Caramuru: A Invenção do Brasil (lit. 'Caramuru: The Invention of Brazil') is a Brazilian romantic comedy film released 9 November 2001. It is a loose, comedic adaptation of the epic poem Caramuru, written in 1781 by Brazilian friar Santa Rita Durão.

== Plot ==
Diogo Álvares gets stranded on a tropical island where he meets a beautiful native of the island, a girl called Paraguaçu and her sister Moema. The two girls become his lovers, but Diogo is already engaged to be married in his native Portugal. He's engaged to Isabelle a French noble woman, through an agreement made between the Portuguese and the French kings. On the island Diogo meets Paraguaçu and Moema's father, who after a few misunderstandings make him the tribe's chief. After some time on the island Diogo sees a caravel far out at sea. The ship approaches the shore and Diogo finally gets rescued by the Portuguese nobility on the way to India. Diogo embarks on the ship, and Paraguaçu swims after him. Diogo decides to take Paraguaçu with him to Europe.

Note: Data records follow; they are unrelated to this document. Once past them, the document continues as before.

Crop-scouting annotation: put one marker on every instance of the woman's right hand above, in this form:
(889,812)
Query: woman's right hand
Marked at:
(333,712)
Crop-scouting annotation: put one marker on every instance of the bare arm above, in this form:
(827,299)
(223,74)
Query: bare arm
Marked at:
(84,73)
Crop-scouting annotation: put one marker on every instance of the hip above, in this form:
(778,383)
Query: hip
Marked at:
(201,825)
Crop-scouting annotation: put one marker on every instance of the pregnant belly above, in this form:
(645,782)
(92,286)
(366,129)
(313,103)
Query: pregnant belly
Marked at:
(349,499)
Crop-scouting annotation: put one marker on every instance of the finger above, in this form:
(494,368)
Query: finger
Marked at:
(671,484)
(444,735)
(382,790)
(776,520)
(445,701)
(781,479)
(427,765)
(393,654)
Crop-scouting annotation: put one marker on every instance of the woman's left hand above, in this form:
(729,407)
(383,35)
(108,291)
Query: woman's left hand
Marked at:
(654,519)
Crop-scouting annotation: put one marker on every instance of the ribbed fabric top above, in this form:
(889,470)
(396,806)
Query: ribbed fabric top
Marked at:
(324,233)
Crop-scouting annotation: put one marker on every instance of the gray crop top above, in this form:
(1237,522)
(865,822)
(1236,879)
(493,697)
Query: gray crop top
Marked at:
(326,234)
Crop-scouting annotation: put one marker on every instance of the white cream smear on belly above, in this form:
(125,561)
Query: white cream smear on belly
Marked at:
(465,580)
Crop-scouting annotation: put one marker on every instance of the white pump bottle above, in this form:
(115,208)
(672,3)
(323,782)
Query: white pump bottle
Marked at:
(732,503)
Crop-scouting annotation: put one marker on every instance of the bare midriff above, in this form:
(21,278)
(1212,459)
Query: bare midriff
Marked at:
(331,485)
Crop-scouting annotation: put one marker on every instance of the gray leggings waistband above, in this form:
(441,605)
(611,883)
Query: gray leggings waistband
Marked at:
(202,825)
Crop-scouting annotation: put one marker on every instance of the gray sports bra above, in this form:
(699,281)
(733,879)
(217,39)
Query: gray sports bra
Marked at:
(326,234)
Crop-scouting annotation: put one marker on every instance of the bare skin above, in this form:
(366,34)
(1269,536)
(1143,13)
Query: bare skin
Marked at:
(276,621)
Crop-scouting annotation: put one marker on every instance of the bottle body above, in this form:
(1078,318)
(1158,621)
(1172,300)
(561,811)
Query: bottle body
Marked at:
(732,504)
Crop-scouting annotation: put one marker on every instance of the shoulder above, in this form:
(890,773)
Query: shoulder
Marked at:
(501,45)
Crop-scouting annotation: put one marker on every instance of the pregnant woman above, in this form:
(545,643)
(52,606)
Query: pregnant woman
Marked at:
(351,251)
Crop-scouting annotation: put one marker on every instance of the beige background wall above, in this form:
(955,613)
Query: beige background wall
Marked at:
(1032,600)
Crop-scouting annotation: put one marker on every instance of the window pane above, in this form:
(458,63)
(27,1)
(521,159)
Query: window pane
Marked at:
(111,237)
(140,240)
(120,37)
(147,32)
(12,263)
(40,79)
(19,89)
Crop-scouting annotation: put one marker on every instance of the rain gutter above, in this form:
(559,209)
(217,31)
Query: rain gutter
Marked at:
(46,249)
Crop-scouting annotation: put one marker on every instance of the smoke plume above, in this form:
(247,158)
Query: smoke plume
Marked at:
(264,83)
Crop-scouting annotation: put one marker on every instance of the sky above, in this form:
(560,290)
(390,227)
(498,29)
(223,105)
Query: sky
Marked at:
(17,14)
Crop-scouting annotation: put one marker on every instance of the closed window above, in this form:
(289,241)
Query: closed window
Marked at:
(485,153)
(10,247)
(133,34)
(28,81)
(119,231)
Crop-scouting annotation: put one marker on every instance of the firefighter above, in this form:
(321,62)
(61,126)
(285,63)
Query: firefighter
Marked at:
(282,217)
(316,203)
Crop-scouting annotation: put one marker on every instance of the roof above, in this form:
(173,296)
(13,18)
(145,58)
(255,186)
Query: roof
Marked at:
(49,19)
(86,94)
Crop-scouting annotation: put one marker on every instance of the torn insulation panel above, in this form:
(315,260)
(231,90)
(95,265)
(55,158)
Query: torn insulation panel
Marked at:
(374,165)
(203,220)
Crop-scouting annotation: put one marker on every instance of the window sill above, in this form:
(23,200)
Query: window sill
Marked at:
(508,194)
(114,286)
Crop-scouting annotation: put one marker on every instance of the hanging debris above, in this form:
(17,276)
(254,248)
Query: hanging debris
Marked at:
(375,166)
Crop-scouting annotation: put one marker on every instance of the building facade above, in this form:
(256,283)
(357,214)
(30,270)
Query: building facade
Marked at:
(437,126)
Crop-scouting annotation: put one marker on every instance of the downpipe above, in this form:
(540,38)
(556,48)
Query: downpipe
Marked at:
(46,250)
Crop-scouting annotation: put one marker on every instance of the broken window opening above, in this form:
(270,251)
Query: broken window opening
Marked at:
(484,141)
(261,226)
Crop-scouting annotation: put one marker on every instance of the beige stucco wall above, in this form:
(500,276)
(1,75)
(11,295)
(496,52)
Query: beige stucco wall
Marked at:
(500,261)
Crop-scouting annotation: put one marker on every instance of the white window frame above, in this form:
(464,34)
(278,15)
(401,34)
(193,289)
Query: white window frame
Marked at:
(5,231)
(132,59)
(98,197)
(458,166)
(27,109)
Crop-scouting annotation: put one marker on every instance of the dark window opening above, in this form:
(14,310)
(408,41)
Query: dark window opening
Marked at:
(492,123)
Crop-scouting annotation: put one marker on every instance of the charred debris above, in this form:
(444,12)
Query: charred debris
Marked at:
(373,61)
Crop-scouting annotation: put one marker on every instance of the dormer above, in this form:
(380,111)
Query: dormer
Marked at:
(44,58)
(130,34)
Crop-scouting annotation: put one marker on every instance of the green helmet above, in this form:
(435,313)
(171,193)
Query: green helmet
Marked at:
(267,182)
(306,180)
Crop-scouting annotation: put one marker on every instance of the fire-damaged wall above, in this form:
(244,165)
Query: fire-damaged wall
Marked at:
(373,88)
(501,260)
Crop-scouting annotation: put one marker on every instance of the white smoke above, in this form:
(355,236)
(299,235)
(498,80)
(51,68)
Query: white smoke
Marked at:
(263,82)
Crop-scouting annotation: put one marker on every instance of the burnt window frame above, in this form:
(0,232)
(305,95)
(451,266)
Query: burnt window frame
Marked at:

In Europe everything is new for Paraguaçu, even the fact that people get married, a concept she did not understand. When Paraguaçu finds out that Diogo is engaged to be married to Isabelle and meets Isabelle, she makes a deal with her. She proposes that Isabelle let her marry Diogo and in exchange she will tell her where there is gold on her native island. Isabelle accepts the proposal, and Paraguaçu marries Diogo. Isabelle later finds out that Paraguaçu lied to her, she never intended to show her where there is gold. Isabelle gets arrested by the king because she did not marry Diogo according to the agreement, and Diogo and Paraguaçu return to the island, which in fact is Terra Brasilis, Brazil. The film has a happy ending, Diogo and Paraguaçu live happily ever after in Brazil.

==Cast==
- Selton Mello as Diogo Álvares Correia
- Camila Pitanga as Paraguaçu
- Deborah Secco as Moema
- Tonico Pereira as Itaparica
- Débora Bloch as Isabelle
- Luís Melo as Dom Vasco de Athayde
- Pedro Paulo Rangel as Dom Jayme
- Diogo Vilela as Heitor

==Production==
Based on the 2000 Rede Globo's miniseries A Invenção do Brasil, it was shot in Picinguaba beach in Ubatuba, Brazil, and at the Queluz National Palace, Leiria Castle, and Batalha Monastery, all the three later locations in Portugal. Caramuru: A Invenção do Brasil was the first Brazilian film to use high-definition quality (HDTV). The transposition process from HDTV to film stock cost R$500,000 ($224,962), and the miniseries itself was done with R$2 million ($899,848), for a total budget of R$2.5 million ($1,124,810).